最初のピットインはフルサービスだ。4本交換と燃料を満タンにしてピットアウト。各チームとも似たようなピットストップ作戦だ。コースに戻った山内は、見た目は16位だが実質10位。トップ2台はまだピットに入っていない状況で、山内より下位のマシンもピットに入っていないため、下位マシンに抜かれた順位に見える。

ニュータイヤを履く山内に期待がかかる。しかし、山内より上位を走行していたチームがコースに戻り始めると、順位どおりに山内の前に戻ってくる。給油時間が短いマシンはリードを広げている状況も作った。

スーパーGT2024 第2戦 富士3時間レース SUBARU BRZ GT300悔いが残るガス欠15位完走
(画像=『AUTO PROVE』より 引用)

想定どおりの展開が・・・

中盤、先行する#7 Studie BMW M4をドライブする荒聖治に接近。バトルになる。最終コーナーで山内がインに入り追い抜くとストレートで抜き返される展開に。しかし山内は攻め続け#7荒聖治の攻略に成功した。

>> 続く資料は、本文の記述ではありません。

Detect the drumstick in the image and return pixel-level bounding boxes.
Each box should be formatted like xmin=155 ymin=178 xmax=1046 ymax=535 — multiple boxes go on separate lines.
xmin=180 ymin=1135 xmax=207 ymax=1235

レース開始から2時間。山内のスティントが終了し井口卓人にバトンを渡す。見た目は12位で、実質7位でコースに復帰。コース上には周回遅れがいるものの、井口はひたすら上位を目指し、ニュータイヤで追いかける展開になった。

レース前小澤総監督がイメージした「終盤、タレてきたマシンにフレッシュタイヤで追いかける」という展開になっているのだ。とくに2位を走行する昨年のチャンピオンチーム#52 Green Brave GR Supra GTはブリヂストンユーザーで、2回目のピットインでは無交換でピットアウトしている。その分トラック上のタイムは引き離されているが、ラップタイムでは井口のほうが速い。

残り時間45分になっても先行車との差は縮まらない。タレ始めているマシンはいるが、ラップタイムを見ると1秒以内という僅かな差しかない。ピットストップでは10数秒の差が生じているため、思うような展開に届かないのだ。6位を走る#2 muta Racing GR86 GTには22秒以上の差がある。残り時間を周回数に換算すると、あと20ラップ前後。1周で1秒以上縮めないと6位には上がれない。厳しい状況になってきた。

レース終盤、井口から「ガソリンがない」と無線が飛ぶ。予備タンクを使用し緊急ピットイン。スプラッシュ給油を行ない、コースに戻る。がしかし、再び燃料切れのアラートが点灯、マシンは息継ぎをし始め、セクター3の登り坂で息を止めた。

優勝は#88 JLOC Lamborghini GT3で108周をした。BRZ GT300は106周目の出来事だった。15位完走の扱いではあるものの、再び悔いの残るレースとなってしまった。

レース後小澤総監督は「レースはある程度想定内で展開できいて、タイヤも良い仕事をしてくれているので手応えはありましたが、燃費の計算が狂ったようで、申し訳ありません」とコメントしていた。

次戦は得意な鈴鹿で同じ3時間レース。しかしアクセルの全開時間が富士よりも短いので燃費の悪さが露呈しにくいという。さらに気温が高く、路面温度が高いレースでは実績があり、期待のかかるレースになることは間違いない。コーナリングマシンの性能の高さは今回も証明できている。ポイントは給油時間なのかもしれない。